Nein. Das Theater, zu dem die Lady sich hatte hinreißen lassen, war in erster Linie für den Boten aufgeführt worden – würde er doch Skalicza, die Festung des Königs, wieder verlassen, um die Botschaft der Abstimmung zu verbreiten. Eine Tätigkeit, bei der er mit dem ganzen Herzen dabei sein sollte... Nicht nur mit dem Teil, das seinem Herrscherpaar ergeben war.
Nur drei Hände, die für die Abstimmung noch relevant waren, waren nicht erhoben: Die der Lady, die des Lords, und eine letzte Ratsherrin, die noch einen Moment zögerte, bis sie schließlich ebenfalls entschlossen die Hand hob.

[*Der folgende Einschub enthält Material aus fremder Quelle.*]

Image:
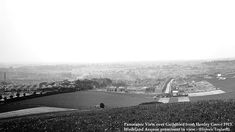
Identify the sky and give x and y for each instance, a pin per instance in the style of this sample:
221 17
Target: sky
91 31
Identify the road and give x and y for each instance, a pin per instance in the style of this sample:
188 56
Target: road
168 87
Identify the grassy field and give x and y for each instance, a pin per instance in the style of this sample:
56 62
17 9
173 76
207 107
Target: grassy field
80 100
216 111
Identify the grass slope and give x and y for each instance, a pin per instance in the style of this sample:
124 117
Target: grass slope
216 111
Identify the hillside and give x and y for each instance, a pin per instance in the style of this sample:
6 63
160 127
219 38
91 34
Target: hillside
211 112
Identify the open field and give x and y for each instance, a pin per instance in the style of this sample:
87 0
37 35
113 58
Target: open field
214 92
216 111
30 111
80 100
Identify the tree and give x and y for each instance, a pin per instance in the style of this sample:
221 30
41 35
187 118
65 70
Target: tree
101 105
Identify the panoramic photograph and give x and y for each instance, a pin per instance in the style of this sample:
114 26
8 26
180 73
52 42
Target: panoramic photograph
117 66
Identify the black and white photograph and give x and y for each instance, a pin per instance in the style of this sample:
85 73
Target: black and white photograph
117 66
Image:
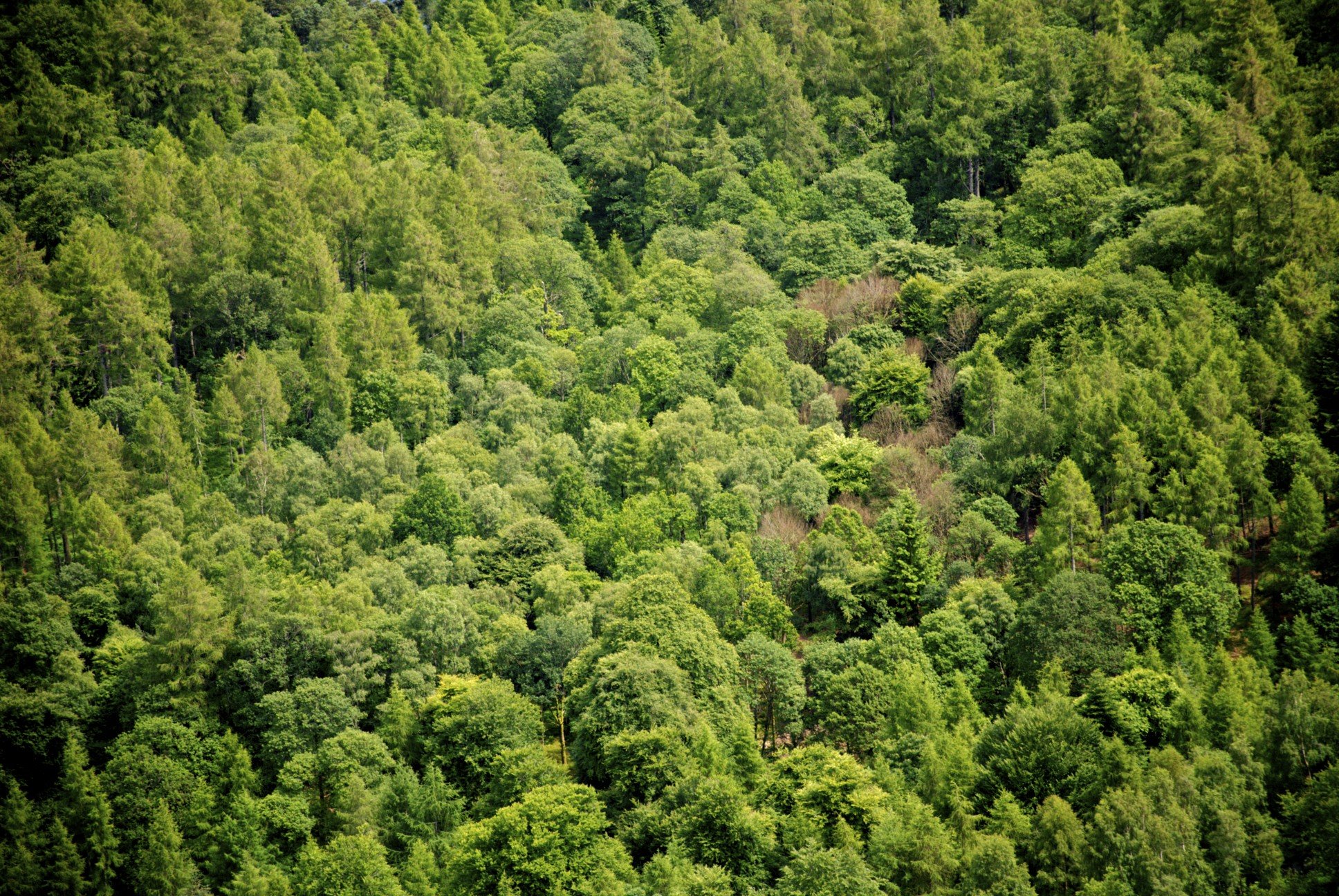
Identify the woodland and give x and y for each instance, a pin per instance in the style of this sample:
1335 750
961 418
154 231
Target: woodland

Lächelnd wandten König und Königin sich einander zu, bevor sie ihre schlanken Finger mit seinen verschränkte und dann die andere Hand hob. Er tat es ihr gleich.
Für einen Augenblick herrschte Stille in dem dunklen Sitzungssaal, als sowohl der kindliche Bote in der Saalmitte sich umsah, als auch die Ratsmitglieder auf ihren eleganten Sesseln ihre Blicke durch den hohen Raum schweifen ließen.
»Wie schön«, brach der Lord die Stille dann selbstzufrieden, »Damit haben wir also einstimmig beschlossen, den Menschen nicht zu helfen.«
Mit einem trägen Winken signalisierte der Lord seinen Bediensteten, nachschenken zu lassen. Und während der Rat der Vampire auf seinen erfolgreichen Beschluss trank, beschloss in einer dunklen Ecke des Saales eine einzige Kreatur, sich ihren Herrschern zu widersetzen.